Judge Sullivan Makes Another Unusual Move

By Chris Enloe May 25, 2020 | Image Source : The Blaze

United States District Judge Emmet Sullivan, who refused to immediately drop the charges against Michael Flynn at the request of the Justice Department, has now hired a high-profile attorney.

Sullivan has come under intense scrutiny in recent weeks for making several unusual decisions in the Flynn case.

First, after refusing the Justice Department’s request, Sullivan invited outside groups to file amicus curiae, or “friend of the court,” briefs. This was unusual because such petitions are typically only allowed in appellate courts and civil cases — not criminal cases.

Second, Sullivan tapped retired federal judge John Gleeson to both argue against the Justice Department and examine whether Flynn committed perjury for pleading guilty to lying to FBI agents.

In response, Flynn’s attorneys formally petitioned the U.S. Court of Appeals for the District of Columbia to force Sullivan to comply with the Justice Department’s request. On Thursday, the appellate court gave Sullivan just 10 days to justify his actions.

To defend himself, Sullivan has retained Beth Wilkinson, according to the Washington Post. She will be tasked with helping formulate Sullivan’s defense.

More from the Post:

Wilkinson, a go-to advocate for prominent officials snared in major Washington investigations and high-stakes legal battles, now joins the fray.

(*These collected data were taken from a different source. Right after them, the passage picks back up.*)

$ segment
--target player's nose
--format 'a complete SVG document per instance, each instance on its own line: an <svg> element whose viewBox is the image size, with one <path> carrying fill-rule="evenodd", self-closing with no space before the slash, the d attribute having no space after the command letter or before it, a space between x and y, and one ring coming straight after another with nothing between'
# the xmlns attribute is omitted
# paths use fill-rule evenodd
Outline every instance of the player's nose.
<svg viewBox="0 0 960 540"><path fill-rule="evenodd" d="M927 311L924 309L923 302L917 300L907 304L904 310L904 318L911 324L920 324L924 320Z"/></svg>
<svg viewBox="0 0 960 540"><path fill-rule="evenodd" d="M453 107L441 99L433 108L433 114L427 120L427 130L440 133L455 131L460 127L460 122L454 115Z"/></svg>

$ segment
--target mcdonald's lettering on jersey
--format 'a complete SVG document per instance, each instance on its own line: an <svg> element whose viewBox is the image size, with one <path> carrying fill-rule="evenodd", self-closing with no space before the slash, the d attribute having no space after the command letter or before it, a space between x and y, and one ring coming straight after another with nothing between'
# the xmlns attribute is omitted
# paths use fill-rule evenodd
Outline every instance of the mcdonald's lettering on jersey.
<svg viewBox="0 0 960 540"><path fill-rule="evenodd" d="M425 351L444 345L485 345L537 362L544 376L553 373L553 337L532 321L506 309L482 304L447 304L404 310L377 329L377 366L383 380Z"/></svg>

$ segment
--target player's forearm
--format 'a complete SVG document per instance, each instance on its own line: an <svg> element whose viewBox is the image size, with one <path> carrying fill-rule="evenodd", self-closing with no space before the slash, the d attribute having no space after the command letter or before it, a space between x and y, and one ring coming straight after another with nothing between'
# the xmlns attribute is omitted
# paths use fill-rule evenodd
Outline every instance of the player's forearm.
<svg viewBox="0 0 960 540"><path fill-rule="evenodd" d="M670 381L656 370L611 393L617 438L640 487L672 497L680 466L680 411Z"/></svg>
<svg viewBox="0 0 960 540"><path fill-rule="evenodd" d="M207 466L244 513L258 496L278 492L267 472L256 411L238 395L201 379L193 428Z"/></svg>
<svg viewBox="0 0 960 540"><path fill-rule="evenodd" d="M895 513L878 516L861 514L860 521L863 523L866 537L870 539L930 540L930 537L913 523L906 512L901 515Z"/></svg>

Wilkinson represented Brett M. Kavanaugh when he was a Supreme Court Justice nominee and battling accusations he had sexually assaulted Christine Blasey Ford when they were both teens. Her firm also represented the lawyer and longtime confidant of Hillary Clinton amid an investigation into whether Clinton, then secretary of state, had mishandled classified information while trying to avoid using government emails.
Wilkinson is expected to file a brief within the week notifying the court that she is representing Sullivan.